Re: How to read in a (long) UTF-8 file, incrementally?

comp.lang.ada
 help / color / mirror / Atom feed

From: "Randy Brukardt" <randy@rrsoftware.com>
Subject: Re: How to read in a (long) UTF-8 file, incrementally?
Date: Tue, 16 Nov 2021 14:23:28 -0600	[thread overview]
Message-ID: <sn1401$ubi$1@franka.jacob-sparre.dk> (raw)
In-Reply-To: sn08jf$pkq$1@gioia.aioe.org

"Dmitry A. Kazakov" <mailbox@dmitry-kazakov.de> wrote in message 
news:sn08jf$pkq$1@gioia.aioe.org...
> On 2021-11-16 12:55, Marius Amado-Alves wrote:
>> I'm worried. I need the concept of character, for proper text processing.
>
> Simply ignore or reject decomposed characters.

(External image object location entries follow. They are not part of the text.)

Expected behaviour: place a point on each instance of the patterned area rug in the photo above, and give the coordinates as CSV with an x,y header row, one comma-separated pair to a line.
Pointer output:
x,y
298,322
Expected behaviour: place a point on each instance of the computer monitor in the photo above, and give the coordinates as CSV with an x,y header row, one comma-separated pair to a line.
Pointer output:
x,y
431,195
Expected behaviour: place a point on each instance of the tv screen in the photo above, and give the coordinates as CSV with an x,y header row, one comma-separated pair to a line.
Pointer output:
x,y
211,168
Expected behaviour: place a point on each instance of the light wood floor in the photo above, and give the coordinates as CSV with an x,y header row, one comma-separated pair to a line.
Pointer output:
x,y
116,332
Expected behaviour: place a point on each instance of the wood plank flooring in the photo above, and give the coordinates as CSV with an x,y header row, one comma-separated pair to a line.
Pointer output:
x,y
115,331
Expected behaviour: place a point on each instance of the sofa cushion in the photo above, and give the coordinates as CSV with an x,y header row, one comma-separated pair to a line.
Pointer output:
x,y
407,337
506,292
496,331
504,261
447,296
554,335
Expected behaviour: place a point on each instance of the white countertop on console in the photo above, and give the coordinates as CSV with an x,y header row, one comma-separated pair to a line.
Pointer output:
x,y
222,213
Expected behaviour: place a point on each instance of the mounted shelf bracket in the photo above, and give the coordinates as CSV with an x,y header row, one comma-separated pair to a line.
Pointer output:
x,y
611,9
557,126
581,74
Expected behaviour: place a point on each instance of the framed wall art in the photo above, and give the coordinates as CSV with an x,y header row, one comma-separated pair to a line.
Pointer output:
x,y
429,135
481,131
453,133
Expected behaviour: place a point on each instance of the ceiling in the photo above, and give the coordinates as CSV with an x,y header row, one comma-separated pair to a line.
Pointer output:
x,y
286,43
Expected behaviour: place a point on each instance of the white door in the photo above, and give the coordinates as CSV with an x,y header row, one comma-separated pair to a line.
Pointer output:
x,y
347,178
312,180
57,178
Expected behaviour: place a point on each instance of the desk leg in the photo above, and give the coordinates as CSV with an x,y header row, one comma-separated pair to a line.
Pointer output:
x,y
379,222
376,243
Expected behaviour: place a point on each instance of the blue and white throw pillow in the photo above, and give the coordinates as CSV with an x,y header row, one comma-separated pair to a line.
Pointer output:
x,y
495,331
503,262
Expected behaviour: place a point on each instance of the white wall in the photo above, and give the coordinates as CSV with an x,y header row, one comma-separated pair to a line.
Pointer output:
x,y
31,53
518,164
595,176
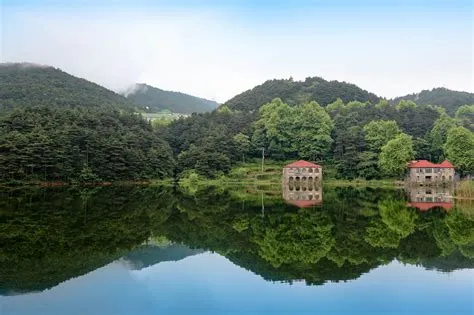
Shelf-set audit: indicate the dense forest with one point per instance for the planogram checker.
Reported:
(358, 140)
(155, 100)
(298, 92)
(448, 99)
(80, 144)
(27, 85)
(50, 235)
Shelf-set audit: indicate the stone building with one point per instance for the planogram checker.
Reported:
(425, 198)
(426, 173)
(302, 172)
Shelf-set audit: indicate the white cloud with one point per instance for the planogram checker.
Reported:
(214, 54)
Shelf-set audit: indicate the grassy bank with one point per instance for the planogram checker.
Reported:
(465, 190)
(251, 175)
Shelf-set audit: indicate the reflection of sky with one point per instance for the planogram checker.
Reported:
(210, 284)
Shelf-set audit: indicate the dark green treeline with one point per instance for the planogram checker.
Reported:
(80, 144)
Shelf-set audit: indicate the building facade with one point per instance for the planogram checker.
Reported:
(427, 173)
(302, 172)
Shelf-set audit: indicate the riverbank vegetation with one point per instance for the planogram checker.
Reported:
(55, 127)
(355, 139)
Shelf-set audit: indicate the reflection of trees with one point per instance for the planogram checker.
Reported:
(355, 231)
(50, 235)
(47, 236)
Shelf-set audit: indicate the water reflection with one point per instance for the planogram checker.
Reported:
(425, 198)
(50, 235)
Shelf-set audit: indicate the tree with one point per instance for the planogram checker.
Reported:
(465, 116)
(459, 149)
(438, 134)
(395, 155)
(379, 132)
(299, 131)
(242, 144)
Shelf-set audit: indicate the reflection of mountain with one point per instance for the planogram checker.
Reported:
(449, 263)
(425, 198)
(149, 255)
(50, 235)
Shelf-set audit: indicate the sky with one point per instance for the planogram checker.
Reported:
(217, 49)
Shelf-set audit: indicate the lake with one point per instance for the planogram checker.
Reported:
(243, 250)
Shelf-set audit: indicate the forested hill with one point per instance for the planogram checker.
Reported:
(297, 92)
(448, 99)
(157, 100)
(26, 85)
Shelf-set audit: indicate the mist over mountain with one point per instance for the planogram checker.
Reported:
(155, 100)
(28, 84)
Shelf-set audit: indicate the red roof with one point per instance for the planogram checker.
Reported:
(425, 206)
(304, 203)
(425, 163)
(302, 163)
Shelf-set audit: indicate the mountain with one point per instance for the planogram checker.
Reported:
(158, 100)
(448, 99)
(295, 92)
(26, 84)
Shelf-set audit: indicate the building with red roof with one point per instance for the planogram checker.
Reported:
(302, 171)
(425, 198)
(427, 173)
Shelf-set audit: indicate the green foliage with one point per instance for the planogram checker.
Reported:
(465, 116)
(27, 85)
(153, 100)
(438, 135)
(62, 144)
(300, 131)
(242, 144)
(297, 92)
(459, 149)
(448, 99)
(379, 132)
(395, 155)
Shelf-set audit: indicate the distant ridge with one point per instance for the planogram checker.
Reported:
(295, 92)
(28, 84)
(448, 99)
(156, 100)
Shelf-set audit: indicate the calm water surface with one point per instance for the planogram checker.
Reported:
(129, 250)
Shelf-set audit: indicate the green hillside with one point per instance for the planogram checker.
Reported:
(296, 92)
(158, 100)
(27, 85)
(448, 99)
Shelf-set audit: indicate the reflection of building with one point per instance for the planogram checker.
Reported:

Unicode calls that "requiing Normalization Form C". ("Form D" is all 
decomposed characters.) You'll note that what Ada compilers do with text not 
in Normalization Form C is implementation-defined; in particular, a compiler 
could reject such text.

My understanding is that various Internet standards also require 
Normalization Form C. For instance, web pages are supposed to always be in 
that format. Whether browsers actually enforce that is unknown (they should 
enforce a lot of stuff about web pages, but generally just try to muddle 
through, which causes all kinds of security issues).

                            Randy.

next prev parent reply	other threads:[~2021-11-16 20:23 UTC|newest]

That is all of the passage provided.